What we really wanted, of course, was to be managed by a proper music-industry big-hitter, a major name like that guy in Dublin, Louis Walsh, who had created Boyzone and built them up from nowhere. Obviously, we knew that was too much to hope for; it
wouldn’t happen in a million years.
I was in the pub with the other lads one night, bemoaning the fact the band was going nowhere, when Derek said that Gillian had broken up with her boyfriend.
Derek dropped it into the conversation as casually as if he had made an offhand comment about the weather, but as soon as he said it, I was in shock. I felt jittery, nervous: the butterflies in my stomach were in danger of being burnt by the fireworks that were going off next to them.
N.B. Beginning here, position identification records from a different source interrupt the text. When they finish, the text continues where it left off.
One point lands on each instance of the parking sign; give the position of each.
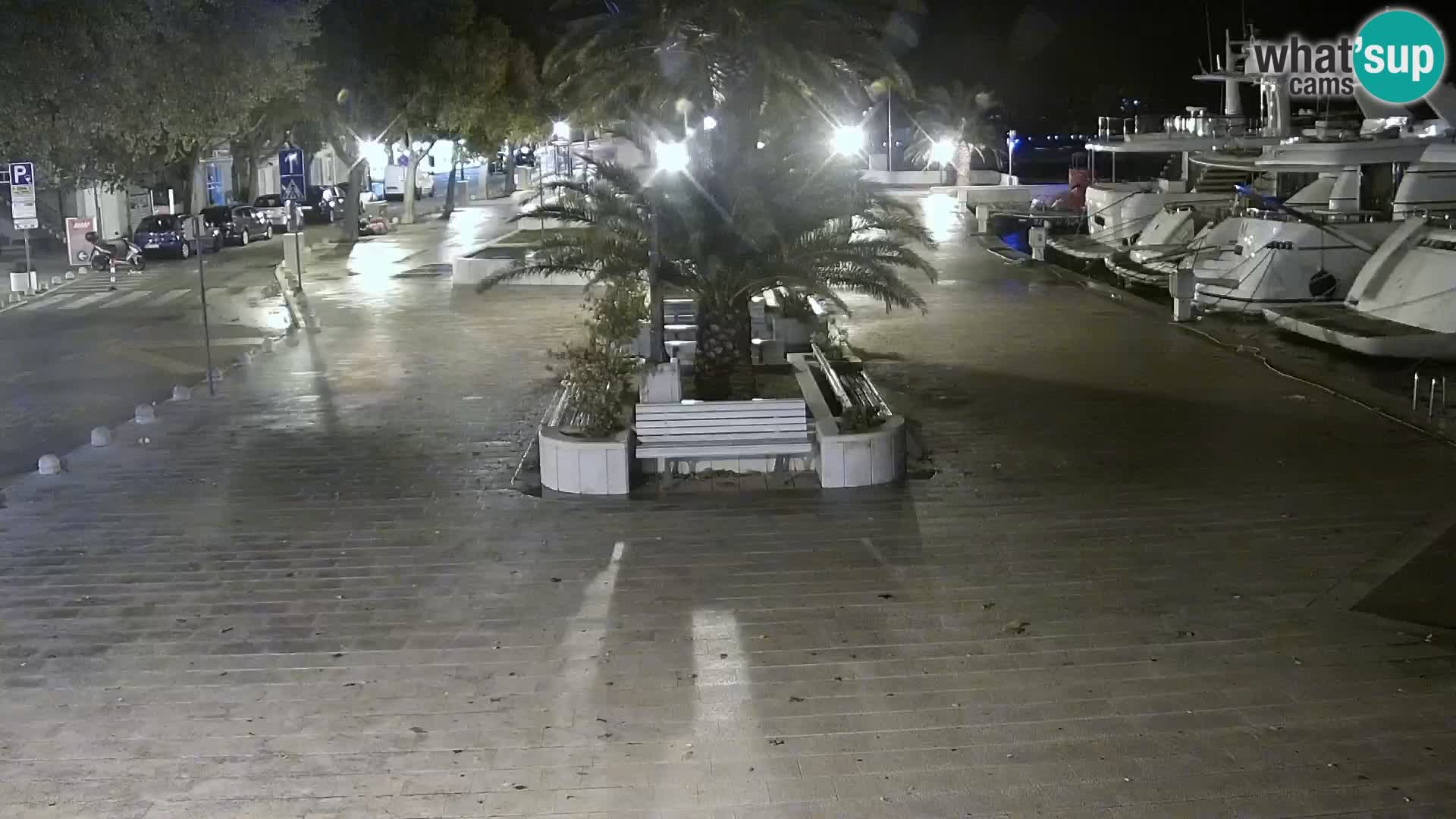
(22, 196)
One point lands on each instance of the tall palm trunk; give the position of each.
(723, 365)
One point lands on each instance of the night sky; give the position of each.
(1057, 64)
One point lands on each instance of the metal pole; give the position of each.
(201, 292)
(654, 290)
(297, 254)
(890, 130)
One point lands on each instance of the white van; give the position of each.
(395, 181)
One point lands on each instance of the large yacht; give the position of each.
(1159, 168)
(1334, 205)
(1402, 303)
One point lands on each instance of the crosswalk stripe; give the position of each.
(86, 300)
(127, 299)
(49, 300)
(171, 297)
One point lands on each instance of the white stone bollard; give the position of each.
(1037, 240)
(1181, 287)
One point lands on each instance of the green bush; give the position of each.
(601, 371)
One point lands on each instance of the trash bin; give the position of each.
(22, 281)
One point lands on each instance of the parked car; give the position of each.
(273, 209)
(366, 196)
(237, 223)
(395, 181)
(325, 205)
(165, 235)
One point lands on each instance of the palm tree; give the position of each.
(746, 223)
(962, 114)
(728, 57)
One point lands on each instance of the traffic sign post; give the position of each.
(291, 174)
(293, 187)
(22, 209)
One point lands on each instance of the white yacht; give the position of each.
(1350, 199)
(1119, 210)
(1404, 300)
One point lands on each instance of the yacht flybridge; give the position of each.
(1159, 161)
(1334, 203)
(1402, 303)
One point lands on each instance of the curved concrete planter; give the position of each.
(587, 466)
(862, 460)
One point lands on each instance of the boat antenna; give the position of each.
(1207, 30)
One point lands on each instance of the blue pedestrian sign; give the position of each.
(291, 183)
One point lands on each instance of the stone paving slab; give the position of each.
(319, 595)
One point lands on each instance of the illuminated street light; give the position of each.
(672, 158)
(848, 139)
(943, 152)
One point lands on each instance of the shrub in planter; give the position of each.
(601, 369)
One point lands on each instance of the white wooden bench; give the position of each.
(721, 428)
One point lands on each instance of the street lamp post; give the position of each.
(672, 159)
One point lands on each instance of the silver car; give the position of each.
(274, 210)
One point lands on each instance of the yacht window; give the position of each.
(1378, 187)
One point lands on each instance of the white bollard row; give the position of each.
(145, 413)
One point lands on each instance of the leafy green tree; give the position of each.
(82, 96)
(663, 58)
(963, 114)
(413, 74)
(745, 223)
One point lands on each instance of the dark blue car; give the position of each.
(166, 235)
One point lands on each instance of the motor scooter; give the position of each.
(120, 253)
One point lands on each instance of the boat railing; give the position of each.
(1188, 126)
(1324, 216)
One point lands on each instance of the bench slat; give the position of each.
(712, 407)
(727, 425)
(720, 450)
(728, 436)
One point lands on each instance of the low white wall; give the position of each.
(906, 177)
(861, 460)
(588, 466)
(468, 271)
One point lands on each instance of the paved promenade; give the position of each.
(1125, 592)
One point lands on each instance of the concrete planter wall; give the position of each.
(861, 460)
(588, 466)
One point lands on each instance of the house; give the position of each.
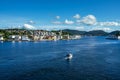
(14, 38)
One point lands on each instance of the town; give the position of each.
(34, 35)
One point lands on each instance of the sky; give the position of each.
(83, 15)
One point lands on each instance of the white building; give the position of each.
(25, 38)
(15, 37)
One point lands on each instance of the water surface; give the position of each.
(94, 58)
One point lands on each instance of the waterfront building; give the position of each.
(14, 38)
(25, 38)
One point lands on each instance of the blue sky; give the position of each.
(61, 14)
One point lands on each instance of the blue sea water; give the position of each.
(94, 58)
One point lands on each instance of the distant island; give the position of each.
(41, 35)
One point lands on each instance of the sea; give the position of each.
(94, 58)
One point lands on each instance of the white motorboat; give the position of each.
(69, 56)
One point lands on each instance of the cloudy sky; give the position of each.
(61, 14)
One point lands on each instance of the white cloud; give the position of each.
(31, 22)
(89, 20)
(80, 28)
(103, 28)
(57, 22)
(77, 16)
(69, 22)
(57, 17)
(28, 26)
(108, 23)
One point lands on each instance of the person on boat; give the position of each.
(69, 56)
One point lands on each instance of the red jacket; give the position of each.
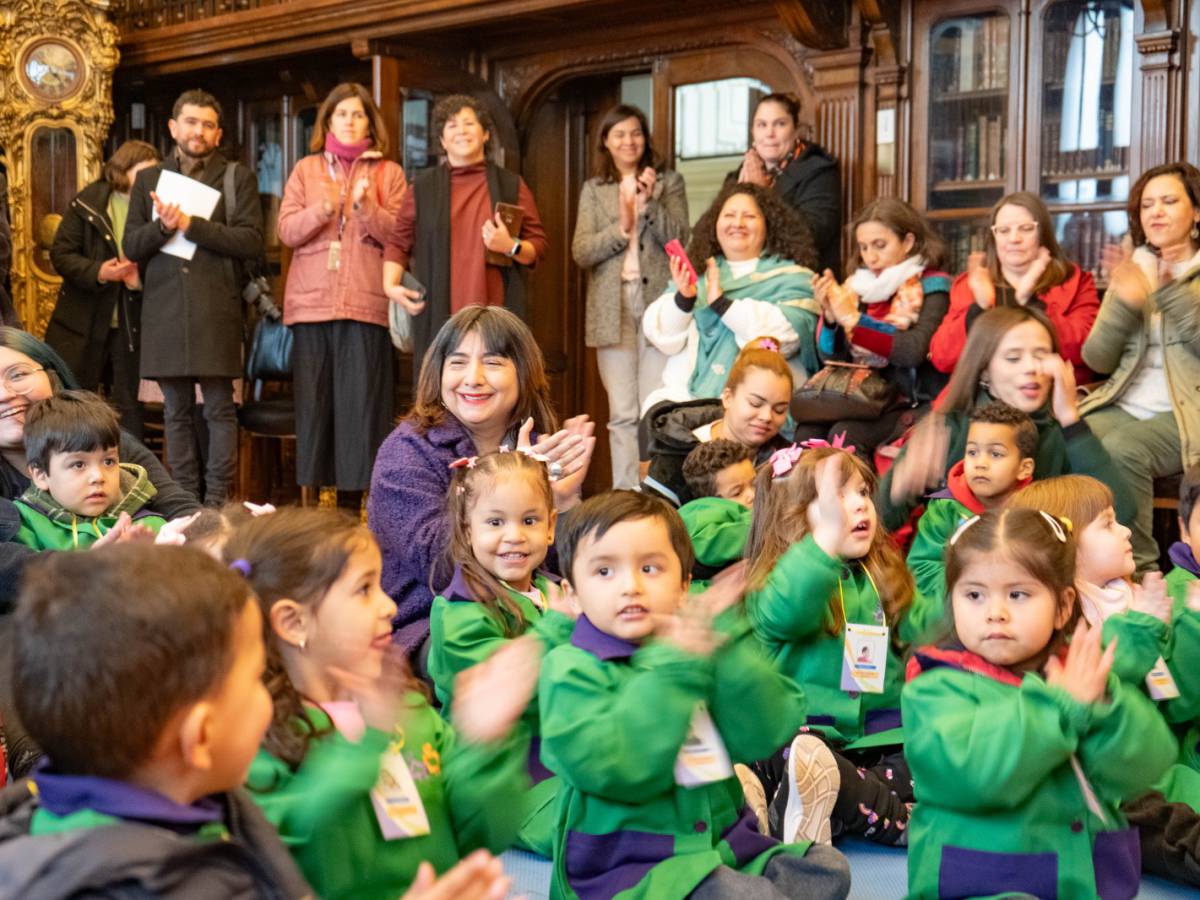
(313, 293)
(1072, 306)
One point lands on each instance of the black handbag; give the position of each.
(843, 390)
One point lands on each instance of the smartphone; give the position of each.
(675, 249)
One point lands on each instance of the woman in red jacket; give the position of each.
(337, 210)
(1024, 264)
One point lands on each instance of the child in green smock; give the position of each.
(643, 714)
(502, 525)
(1021, 753)
(358, 772)
(720, 474)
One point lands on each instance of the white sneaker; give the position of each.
(754, 793)
(813, 785)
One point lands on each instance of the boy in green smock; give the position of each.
(1002, 443)
(720, 474)
(643, 714)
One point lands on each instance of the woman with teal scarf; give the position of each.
(757, 282)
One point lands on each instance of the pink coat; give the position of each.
(313, 293)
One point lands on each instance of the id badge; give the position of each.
(702, 759)
(1161, 683)
(397, 805)
(864, 658)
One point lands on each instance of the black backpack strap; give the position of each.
(231, 190)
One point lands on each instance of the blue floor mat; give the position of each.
(875, 874)
(882, 874)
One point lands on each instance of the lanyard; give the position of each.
(341, 193)
(880, 618)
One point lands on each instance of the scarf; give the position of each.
(874, 288)
(346, 154)
(775, 281)
(773, 171)
(1101, 603)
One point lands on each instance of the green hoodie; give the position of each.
(790, 616)
(996, 762)
(615, 717)
(1061, 451)
(47, 525)
(718, 529)
(462, 634)
(323, 811)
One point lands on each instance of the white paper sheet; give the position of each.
(195, 198)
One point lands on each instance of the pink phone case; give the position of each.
(675, 249)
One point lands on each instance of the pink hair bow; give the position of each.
(768, 343)
(785, 459)
(839, 443)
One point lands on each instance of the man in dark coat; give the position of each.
(191, 313)
(97, 318)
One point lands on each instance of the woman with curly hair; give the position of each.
(757, 281)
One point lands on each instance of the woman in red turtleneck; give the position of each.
(448, 223)
(337, 210)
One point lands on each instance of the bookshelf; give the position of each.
(1086, 123)
(1031, 95)
(967, 123)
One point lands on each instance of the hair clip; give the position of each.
(768, 343)
(784, 460)
(1056, 526)
(961, 528)
(839, 443)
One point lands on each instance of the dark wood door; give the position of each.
(557, 159)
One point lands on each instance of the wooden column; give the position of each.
(385, 93)
(1162, 101)
(838, 84)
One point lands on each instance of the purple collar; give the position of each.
(1181, 555)
(457, 589)
(600, 645)
(64, 795)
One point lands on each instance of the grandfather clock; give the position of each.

My mouth had gone dry and I felt as if I couldn’t speak, but I gave it a go: ‘Really? Is that right?’
‘For sure,’ nodded Derek. ‘They’re properly over.’
Wow! It was the best news that I could have heard, and yet a part of me was thinking, Oh God, here we go again. Over the past six months I had been trying to get over Gillian, accepting that I had no chance. Now, suddenly, I was in turmoil again.
As it happened, I didn’t bump into her around town for the next few weeks. Instead, I knuckled down to my day job at Buckley’s and hanging out with Kian and Mark. Mary’s contract was still sitting around, unsigned.
My sister Mairead was by now in college in Dublin and every few weeks I would go up and stay with her in her apartment. One weekend at the start of 1998, Kian came with me. We were sitting around, mildly hungover, in the morning, when Mairead’s phone rang.
It was my mum – for me.
‘Shane, listen,’ she began. ‘I’ve been on the phone with that Louis Walsh, who manages Boyzone, and…’
What? Why was she taking the piss like this?
I wasn’t in the habit of putting the phone down on my mum, but that was what I did. She rang straight back.
‘Shane, I’m not joking. I’ve been trying to get him for months and last night I finally talked to him about your band. You’re meeting him in Dublin tonight!’